Leadership Insights Archive


Tell to Win - by Peter Guber

Subtitled 'Connect, Persuade, and Triumph with the Hidden Power of Story', (yes, he's American!), this book does actually give a convincing account of why stories are so powerful - because, Guber says, we're 'wired for storytelling'. However, these are not just any stories; they need to have certain qualities that make them purposeful.

Based on the author's own experience of how purposeful stories can create opportunity and change, he offers real examples and principles that are equally applicable in life as in business.

'Emotional transportation'

The key to why such stories are able innately to influence and affect people lies in their power to move people to action that goes beyond the purely rational. And, says Guber, this applies equally to partners, employees, customers and shareholders. He calls this the power of 'emotional transportation'.

A scientific explanation - 'mirror neurons'

One of Guber's research partners, Professor Marco Iacoboni of UCLA, provides an interesting insight into the power of telling a purposeful story. 'Mirror neurons' allow us to read each other, both functionally and emotionally, as if both the teller and listener are entering and living each other's experience.

They make it possible for the teller and listener to imitate, learn, and intuit each other's goals through feelings of empathy and connection. Iacobani explains that when one tells a purposeful story in the room, face to face, they evoke the mirror neuron system of their listener to feel what they are feeling in their telling and thus mirror the same intentions.

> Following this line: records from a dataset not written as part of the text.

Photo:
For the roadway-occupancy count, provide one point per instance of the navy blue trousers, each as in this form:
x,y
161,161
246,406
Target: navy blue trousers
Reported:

So what are the essential elements of a purposeful story?

Purposeful stories have a goal, a call to action that storytellers want their listeners to undertake. In order for this to happen, there are certain key conditions:

  1. Be clear what you want and ensure that your intention is aligned with the story
  2. Crucially, as a storyteller you must yourself be genuinely motivated by the story - which means being authentic and congruent in the telling.
  3. The story must not only be interesting, but also demonstrate that you are interested in your audience. Purposeful stories must engage listeners in an interactive process. It must be a dialogue not a monologue.
  4. Embed the important facts and information inside the story, while creating an emotionally resonant experience. Guber claims that the real impact happens in the heart and gut, then migrates to the mind. So a call to action that has emotional strength supported by cognitive information is far more powerful than one aimed just at the rational mind.
  5. As a purposeful storyteller, you must be willing to surrender control of the story, creating a gap that listeners willingly cross in order to participate in and take ownership of the story.
"Stories can conquer fear, you know. They can make the heart larger."